Warum ist der Anteil erneuerbarer Energien so wichtig?

Der Anteil erneuerbarer Energien ist ein direkter Indikator für Fortschritt bei der Energiewende. In Deutschland haben wir es geschafft, diesen Anteil von unter 10% im Jahr 2010 auf über 50% heute zu bringen. Aber das reicht nicht aus — wir müssen bei 80-90% ankommen. Dieser Indikator zeigt, ob die nationale Energiepolitik wirklich funktioniert und welche Unternehmen echte Fortschritte machen.

Was bedeutet Kreislaufwirtschaft in der Praxis?

Kreislaufwirtschaft bedeutet, dass Materialien nicht am Ende ihrer Nutzung einfach weggeworfen werden, sondern in einen neuen Kreislauf zurückfließen. Das kann Recycling sein, aber auch Reparatur, Wiederaufbereitung oder vollständiges Redesign von Produkten. Ich messe das durch Quoten wie Recyclingquoten, Abfallvermeidung und Materialrückgewinnungsraten. Viele Unternehmen reden von Zirkularität, machen aber nur kleine Schritte. Die Metriken zeigen schnell, wer es ernst meint.

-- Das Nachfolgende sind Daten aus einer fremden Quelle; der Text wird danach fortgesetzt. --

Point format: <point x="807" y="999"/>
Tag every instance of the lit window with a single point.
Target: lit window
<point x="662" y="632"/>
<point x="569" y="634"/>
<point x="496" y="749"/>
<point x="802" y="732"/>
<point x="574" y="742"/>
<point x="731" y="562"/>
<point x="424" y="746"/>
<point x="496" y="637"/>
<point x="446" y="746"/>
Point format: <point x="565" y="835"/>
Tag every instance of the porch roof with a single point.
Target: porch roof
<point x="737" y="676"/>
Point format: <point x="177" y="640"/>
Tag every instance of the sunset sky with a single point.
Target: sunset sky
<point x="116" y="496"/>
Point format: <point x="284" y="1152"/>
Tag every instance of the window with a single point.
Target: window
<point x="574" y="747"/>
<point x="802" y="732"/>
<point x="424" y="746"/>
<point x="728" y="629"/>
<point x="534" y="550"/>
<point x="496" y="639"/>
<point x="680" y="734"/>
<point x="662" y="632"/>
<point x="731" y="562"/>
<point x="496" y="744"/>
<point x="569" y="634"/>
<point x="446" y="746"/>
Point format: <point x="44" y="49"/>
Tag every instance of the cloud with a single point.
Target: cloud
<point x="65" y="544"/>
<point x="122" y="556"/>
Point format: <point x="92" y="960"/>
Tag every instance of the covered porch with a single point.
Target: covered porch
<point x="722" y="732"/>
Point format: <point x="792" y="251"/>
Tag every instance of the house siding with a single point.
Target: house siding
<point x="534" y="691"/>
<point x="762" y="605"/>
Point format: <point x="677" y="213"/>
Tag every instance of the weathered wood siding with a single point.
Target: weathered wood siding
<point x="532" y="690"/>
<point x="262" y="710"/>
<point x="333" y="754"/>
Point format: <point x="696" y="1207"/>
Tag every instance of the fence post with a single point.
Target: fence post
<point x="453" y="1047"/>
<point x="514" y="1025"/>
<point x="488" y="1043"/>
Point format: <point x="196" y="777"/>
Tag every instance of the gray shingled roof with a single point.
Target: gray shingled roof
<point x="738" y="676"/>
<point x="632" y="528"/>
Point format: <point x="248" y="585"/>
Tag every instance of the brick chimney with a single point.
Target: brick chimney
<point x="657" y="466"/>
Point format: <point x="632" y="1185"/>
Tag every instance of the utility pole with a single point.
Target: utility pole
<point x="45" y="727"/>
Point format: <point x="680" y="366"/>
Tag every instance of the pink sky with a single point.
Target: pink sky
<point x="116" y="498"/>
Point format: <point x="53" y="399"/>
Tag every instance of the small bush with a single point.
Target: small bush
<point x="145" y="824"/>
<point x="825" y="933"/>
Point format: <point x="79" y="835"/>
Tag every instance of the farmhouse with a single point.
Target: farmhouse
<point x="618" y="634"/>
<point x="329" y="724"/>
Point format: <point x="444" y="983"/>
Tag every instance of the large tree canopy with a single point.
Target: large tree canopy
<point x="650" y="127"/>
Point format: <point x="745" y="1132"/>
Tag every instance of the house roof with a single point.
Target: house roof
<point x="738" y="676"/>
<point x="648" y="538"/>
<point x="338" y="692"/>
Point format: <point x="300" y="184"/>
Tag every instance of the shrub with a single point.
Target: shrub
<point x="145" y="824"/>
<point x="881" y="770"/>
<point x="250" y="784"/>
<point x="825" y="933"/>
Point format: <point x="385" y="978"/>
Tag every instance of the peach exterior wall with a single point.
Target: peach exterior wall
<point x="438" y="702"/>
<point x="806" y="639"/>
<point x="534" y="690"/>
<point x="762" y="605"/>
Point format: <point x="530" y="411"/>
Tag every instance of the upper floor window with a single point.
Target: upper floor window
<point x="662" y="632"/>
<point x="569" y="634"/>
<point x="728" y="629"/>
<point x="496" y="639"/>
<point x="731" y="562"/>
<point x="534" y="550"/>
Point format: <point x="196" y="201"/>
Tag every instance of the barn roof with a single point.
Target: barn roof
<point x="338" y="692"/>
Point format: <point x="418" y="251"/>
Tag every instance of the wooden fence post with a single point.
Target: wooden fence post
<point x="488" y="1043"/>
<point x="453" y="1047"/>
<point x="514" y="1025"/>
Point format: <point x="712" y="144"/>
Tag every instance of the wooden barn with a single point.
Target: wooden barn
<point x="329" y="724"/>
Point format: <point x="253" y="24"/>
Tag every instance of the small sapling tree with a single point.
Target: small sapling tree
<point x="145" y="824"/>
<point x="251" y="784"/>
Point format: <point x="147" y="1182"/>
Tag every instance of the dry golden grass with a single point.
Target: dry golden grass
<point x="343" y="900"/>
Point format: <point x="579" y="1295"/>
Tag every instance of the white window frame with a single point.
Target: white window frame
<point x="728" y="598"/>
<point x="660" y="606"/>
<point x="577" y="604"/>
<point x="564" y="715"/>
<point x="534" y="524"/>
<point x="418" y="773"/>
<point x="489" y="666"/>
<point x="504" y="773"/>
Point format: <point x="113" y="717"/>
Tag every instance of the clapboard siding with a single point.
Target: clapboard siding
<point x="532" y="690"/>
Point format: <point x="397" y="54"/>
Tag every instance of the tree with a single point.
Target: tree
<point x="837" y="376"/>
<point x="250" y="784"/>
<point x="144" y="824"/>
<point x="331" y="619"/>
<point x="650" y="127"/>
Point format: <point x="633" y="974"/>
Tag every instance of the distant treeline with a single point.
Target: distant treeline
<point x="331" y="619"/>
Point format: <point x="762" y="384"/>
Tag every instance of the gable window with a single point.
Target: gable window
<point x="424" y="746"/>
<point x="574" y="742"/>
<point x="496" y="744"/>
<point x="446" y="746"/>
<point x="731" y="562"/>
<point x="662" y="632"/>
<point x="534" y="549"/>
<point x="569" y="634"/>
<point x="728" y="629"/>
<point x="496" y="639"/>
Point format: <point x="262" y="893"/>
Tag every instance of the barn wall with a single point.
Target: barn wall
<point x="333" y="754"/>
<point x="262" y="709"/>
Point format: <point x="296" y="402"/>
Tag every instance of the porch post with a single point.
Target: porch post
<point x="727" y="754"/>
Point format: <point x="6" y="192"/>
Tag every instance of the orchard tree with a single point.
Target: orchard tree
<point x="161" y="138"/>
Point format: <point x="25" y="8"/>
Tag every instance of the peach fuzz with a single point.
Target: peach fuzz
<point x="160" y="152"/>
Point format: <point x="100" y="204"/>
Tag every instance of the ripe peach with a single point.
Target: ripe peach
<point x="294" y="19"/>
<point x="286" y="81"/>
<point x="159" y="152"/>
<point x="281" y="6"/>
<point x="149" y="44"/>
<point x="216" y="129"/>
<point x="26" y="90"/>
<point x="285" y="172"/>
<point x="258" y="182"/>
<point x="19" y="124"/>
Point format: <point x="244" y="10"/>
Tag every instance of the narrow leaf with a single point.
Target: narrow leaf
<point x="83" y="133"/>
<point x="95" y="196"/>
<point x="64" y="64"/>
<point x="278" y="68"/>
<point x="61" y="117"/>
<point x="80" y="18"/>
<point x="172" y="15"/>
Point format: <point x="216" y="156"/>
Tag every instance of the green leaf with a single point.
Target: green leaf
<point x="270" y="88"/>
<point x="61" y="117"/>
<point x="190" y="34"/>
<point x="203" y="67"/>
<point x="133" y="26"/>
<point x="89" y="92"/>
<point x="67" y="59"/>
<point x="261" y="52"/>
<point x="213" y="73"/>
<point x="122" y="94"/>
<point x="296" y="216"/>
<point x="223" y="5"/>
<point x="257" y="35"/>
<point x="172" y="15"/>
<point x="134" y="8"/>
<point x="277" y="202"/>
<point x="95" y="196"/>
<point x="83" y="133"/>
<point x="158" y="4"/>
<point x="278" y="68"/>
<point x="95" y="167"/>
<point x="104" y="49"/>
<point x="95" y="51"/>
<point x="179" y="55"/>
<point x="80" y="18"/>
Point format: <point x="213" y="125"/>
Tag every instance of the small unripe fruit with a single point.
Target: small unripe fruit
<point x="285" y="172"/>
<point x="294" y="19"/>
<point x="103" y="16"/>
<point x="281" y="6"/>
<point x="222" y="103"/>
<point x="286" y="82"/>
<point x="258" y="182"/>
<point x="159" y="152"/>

Warum sind grüne Technologie-Patente ein wichtiger Indikator?

Patente zeigen, wo Innovation stattfindet. Wenn die Anzahl von Patenten für Solaranlagen, Windkraft oder Batteriespeicher steigt, bedeutet das, dass Unternehmen und Forschungsinstitutionen in diese Zukunftstechnologien investieren. Das ist nicht nur ein Indikator für Innovation — es ist auch ein Signal, dass der Markt diese Technologien für wertvoll hält. Länder mit starken Patentportfolios im grünen Sektor positionieren sich für wirtschaftlichen Erfolg in den nächsten Jahrzehnten.

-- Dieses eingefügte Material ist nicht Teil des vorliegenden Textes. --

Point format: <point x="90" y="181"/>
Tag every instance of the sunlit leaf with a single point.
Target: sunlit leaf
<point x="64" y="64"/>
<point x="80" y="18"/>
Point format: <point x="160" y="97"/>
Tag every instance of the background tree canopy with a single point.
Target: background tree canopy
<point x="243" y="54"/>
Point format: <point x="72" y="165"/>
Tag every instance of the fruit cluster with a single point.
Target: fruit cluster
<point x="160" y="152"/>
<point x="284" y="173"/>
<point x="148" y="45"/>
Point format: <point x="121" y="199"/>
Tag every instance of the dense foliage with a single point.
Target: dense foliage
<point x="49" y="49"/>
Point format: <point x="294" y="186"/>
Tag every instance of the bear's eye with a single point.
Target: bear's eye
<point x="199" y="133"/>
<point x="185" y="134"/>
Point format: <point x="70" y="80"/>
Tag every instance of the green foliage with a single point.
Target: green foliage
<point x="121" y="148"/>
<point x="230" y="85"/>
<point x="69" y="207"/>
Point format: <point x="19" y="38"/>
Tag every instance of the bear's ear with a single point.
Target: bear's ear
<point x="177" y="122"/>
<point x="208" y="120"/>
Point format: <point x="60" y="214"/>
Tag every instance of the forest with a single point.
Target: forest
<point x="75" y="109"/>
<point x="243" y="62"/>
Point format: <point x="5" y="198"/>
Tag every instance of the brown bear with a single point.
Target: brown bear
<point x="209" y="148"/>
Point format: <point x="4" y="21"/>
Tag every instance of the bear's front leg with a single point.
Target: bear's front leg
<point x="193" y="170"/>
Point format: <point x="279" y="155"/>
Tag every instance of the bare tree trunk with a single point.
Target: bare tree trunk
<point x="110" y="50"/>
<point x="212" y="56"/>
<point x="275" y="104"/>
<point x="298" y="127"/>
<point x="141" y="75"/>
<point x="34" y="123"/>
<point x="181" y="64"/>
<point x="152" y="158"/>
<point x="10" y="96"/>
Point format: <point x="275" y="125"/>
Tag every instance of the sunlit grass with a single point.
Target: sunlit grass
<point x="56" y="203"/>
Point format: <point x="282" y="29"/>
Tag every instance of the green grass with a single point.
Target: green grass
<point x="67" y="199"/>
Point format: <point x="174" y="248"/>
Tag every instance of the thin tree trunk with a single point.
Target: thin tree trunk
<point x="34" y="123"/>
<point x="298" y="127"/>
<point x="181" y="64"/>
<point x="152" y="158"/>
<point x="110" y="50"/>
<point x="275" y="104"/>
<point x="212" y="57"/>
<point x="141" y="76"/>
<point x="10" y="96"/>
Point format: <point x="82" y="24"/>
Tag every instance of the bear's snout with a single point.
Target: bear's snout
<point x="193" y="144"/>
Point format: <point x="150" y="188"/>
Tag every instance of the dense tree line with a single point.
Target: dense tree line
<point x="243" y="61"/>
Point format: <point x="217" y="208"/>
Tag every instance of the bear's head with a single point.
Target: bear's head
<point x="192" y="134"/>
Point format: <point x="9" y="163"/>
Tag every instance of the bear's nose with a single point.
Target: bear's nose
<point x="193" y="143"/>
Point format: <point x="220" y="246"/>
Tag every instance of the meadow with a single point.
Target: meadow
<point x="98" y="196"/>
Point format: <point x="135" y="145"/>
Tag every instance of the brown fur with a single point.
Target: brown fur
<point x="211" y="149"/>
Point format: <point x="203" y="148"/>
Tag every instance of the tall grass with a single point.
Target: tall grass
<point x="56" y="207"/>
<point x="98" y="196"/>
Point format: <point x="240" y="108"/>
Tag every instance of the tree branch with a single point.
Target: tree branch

Was ist Ihr größtes Anliegen bei der Nachhaltigkeitsberichterstattung heute?

Greenwashing. Zu viele Unternehmen präsentieren Zahlen, die nur gut aussehen, aber nicht das ganze Bild zeigen. Ich sehe regelmäßig Unternehmen, die ihre Scope-3-Emissionen ignorieren oder ihre Reduktionsziele so einstellen, dass sie leicht zu erreichen sind. Das ist frustrierend, weil echte Transformation dadurch unmöglich wird. Meine Arbeit ist es, die Daten so zu analysieren, dass die Wahrheit zutage kommt — die guten Nachrichten und die Herausforderungen.